Wednesday, July 15, 2015

A Heartfelt Apology


I want to tell you about a girl who loves a man. He means the world to her. He consumes every single corner of her mind, and even more so, in her heart. His place is not meant to be in her heart and yet she placed him there. She placed him in the void that is suppose to be filled with her love for Allah. She knew this, but she still did it even though she knew it was wrong.

More than a year has passed and they've created intimate memories, loving moments, found comfort in each other and saw a future together. It was never enough though, for the both of them. There will always be something that is wrong and fights that will lead to a break or bring the girl to tears and the man in anger. The girl knew why, though. She knew deep down that the void inside of her, that is suppose to be filled by Allah, is filled with someone who is not suppose to be there.

She loved him. Oh, and how she loved him. She still does. The generosity he gives her, the support he bestowed upon her when she is feeling low, the comfort he gives her when she is feeling sad. The kindness he shows to people who are in need, the way he can bond with children with ease. The responsibility he shoulders when it comes to his family, the way he is driven with ambition and how he has a strong hold on his principles. All of these are only a fraction of why she loves him with all her heart. But she knew what was right. And their relationship is not right in the eyes of Allah. She knew the step that has to be taken in order for their future to be blessed if they're destined to be together. I mean, why would Allah bless a couple when they've done so many haram things together?
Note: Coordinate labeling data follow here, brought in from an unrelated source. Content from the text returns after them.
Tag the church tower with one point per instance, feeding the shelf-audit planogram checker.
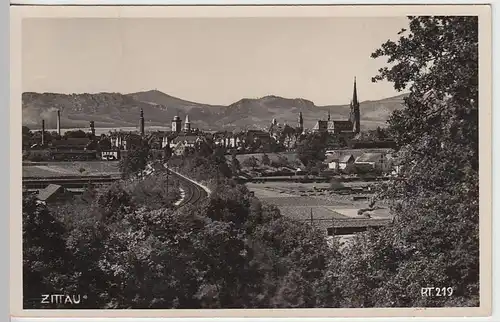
(142, 123)
(355, 117)
(187, 124)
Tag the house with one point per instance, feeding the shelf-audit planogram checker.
(180, 143)
(336, 161)
(52, 193)
(373, 160)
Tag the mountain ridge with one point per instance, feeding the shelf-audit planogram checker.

And so, during Ramadan, the girl weeped to God. She pleaded Him to pardon her and the man. She asked Him to have mercy upon them and asked Him to give her the strength to remove the man from the void inside of her heart. She asked Allah to allow herself to love the man because of Him and because of Islam, not because of her nafsu. She prayed istiqarah in the middle of the night, and although she is still unsure if the man is her jodoh or not, she knew that them ending their relationship is the right thing to do. For him, for her, for their akhirat.

Oh, how she wished it wasn't so painful when she finally found the courage to do the right thing. Admittedly, she chose the most unfortunate of times to bring it up. And now he is in a state of anger and probably hates her more than his enemies. She is not leaving him because they fight a lot or because some words he throws at her are hurtful. It's not because he went out with another girl alone. It is not because of his actions or words that drove her in deciding to break up with him. She can handle all of that and has handled them before.

She loves him too much to know that she is the cause of his sins. She loves him so much to the point where she wants to see him be among the people by her side while they enter Jannahtul Firdous (Insya Allah) and that he is one of the first five people she prays for Allah to forgive his sins and to bless him and his family endlessly. She loves him so much until she is willing to let him go because of Allah, even though it feels as if her heart is torn out of her chest. She loves him too much to the point where she wants to take back her words and beg him to take her back.

But she knows this is the right thing to do.

And so she hopes they can still be friends, that he will still know that she will still be there for him, that he and his family have always been and will always be in her prayers. And Insya Allah, if he still has feelings for her, if they are destined to be together, if she is the kind of wife the man desires to have (mind you, she isn't even close to half of what a Muslim wife should be!), then Insya Allah she will be waiting for him. "Gardens of perpetual residence; they will enter them with whoever were righteous among their fathers, their spouses, and their descendants. And the angels will enter upon them from every gate, [saying], 'Peace be upon you for what you patiently endured. And excellent is the final home'" (Surah Ar-Ra'ad, Ayat 23-24). And she prays that both she and the man will be greeted by Angels just as was mentioned in the Al-Quran.

For now she will pray that the man will forgive her for all the wrongdoings she has done to him. For bringing up the topic of "breaking up" at a time when he needs someone. For every pain, she has caused him and she hopes he will forgive her for doing this. And she hopes he won't find her pathetic and understand that she really is doing this for the both of them and primarily, for Allah. He is and will always be that kind hearted guy who captured her heart back in 2013. He is still the most generous, loving, kindest and most handsome man she is still in love with.

I love you panda, superman, bubu, sweet cheeks, honey cakes. I love you and I'm sorry, sayang.